# [Suche] Landkarte/Bild vom Deister



## Diktator (7. Juli 2005)

hallo,

hat jemand von euch auf seiner festplatte oder so ein image/karte vom deister, wo die wege eingezeichnet und gut erkennbar sind, so dass man da schonmal eine kleine tour planen kann?

dnake.


----------



## Acki (10. Juli 2005)

Hallo, 
es wäre schön, wenn die nicht offiziellen Trails hier im Internet *nicht* veröffentlicht werden.
Ich denke, ich spreche da im Interesse und im Namen der meisten Biker.

Vielen Dank

Deshalb hast Du wohl auch noch keine Antwort bekommen.

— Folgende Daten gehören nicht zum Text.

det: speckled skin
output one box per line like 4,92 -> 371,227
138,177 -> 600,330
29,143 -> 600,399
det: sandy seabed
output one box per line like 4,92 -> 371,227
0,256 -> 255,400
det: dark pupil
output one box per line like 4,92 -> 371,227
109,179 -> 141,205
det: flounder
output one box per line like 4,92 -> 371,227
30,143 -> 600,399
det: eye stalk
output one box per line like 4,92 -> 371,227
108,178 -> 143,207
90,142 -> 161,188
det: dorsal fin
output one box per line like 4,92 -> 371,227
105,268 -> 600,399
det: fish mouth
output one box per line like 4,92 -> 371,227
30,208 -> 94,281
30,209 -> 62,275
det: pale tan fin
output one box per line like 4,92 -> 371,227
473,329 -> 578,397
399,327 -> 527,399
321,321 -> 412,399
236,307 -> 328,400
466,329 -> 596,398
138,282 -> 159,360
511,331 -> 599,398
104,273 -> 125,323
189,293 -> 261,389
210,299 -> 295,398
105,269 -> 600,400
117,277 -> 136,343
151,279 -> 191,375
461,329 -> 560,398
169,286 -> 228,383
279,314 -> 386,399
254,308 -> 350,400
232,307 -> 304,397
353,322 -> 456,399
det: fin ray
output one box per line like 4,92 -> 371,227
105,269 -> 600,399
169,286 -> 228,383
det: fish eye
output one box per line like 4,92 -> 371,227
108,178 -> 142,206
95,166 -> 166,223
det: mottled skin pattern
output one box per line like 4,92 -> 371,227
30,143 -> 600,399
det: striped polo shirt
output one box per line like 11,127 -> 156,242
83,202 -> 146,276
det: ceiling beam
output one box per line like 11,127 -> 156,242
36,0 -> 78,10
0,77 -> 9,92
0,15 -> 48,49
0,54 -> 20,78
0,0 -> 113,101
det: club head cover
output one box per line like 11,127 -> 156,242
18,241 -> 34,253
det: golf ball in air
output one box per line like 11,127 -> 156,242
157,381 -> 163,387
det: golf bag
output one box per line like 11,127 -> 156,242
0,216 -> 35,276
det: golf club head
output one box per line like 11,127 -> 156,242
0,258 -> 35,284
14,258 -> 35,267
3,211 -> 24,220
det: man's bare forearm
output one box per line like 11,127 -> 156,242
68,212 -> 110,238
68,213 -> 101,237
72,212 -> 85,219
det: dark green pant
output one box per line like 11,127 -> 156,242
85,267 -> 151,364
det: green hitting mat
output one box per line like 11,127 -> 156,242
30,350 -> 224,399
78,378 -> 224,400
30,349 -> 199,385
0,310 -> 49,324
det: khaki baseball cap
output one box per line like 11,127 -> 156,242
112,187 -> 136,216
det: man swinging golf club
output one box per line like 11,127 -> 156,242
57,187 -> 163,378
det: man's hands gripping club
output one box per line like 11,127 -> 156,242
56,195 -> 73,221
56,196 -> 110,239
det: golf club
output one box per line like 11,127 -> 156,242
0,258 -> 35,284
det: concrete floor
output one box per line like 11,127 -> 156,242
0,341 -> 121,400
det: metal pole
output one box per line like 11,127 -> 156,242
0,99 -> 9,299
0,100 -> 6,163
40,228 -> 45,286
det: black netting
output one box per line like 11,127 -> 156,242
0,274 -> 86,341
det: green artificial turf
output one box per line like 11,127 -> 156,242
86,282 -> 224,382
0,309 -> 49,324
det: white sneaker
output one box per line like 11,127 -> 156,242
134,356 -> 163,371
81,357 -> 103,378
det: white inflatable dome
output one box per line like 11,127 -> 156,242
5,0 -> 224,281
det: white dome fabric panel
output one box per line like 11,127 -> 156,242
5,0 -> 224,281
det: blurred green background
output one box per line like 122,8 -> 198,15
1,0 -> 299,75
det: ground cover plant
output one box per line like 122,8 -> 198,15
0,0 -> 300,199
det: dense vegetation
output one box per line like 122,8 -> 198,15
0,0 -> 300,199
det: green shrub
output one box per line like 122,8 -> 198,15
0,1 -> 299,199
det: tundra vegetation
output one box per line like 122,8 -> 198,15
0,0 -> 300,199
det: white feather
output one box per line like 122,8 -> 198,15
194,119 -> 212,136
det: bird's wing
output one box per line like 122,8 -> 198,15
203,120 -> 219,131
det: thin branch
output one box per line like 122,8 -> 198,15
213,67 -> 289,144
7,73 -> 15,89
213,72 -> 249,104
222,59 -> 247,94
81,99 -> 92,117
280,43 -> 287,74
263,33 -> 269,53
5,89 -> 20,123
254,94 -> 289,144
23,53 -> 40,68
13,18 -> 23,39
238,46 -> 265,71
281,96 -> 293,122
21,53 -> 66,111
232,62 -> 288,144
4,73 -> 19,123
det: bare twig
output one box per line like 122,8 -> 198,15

Falls Du, jedoch die normalen Forstwege meinst, kannst Du eine Landkarte in Geschäften rund um den Deister käuflich erwerben.

Viele Grüße


----------



## MTB-News.de




----------



## Bosen (10. Juli 2005)

Schreibst Du eine E-Mail ab die Gemeinde Wennigsen, die schicken Dir dann eine per Post zu. Hat bei mir prima geklappt... kannst natürlich auch hinfahren und Dir umsonst eine holen.  Das ist dann das Model was immer an diesen Tafeln zu sehen ist nur im Taschenformat.

Grüße Basti


----------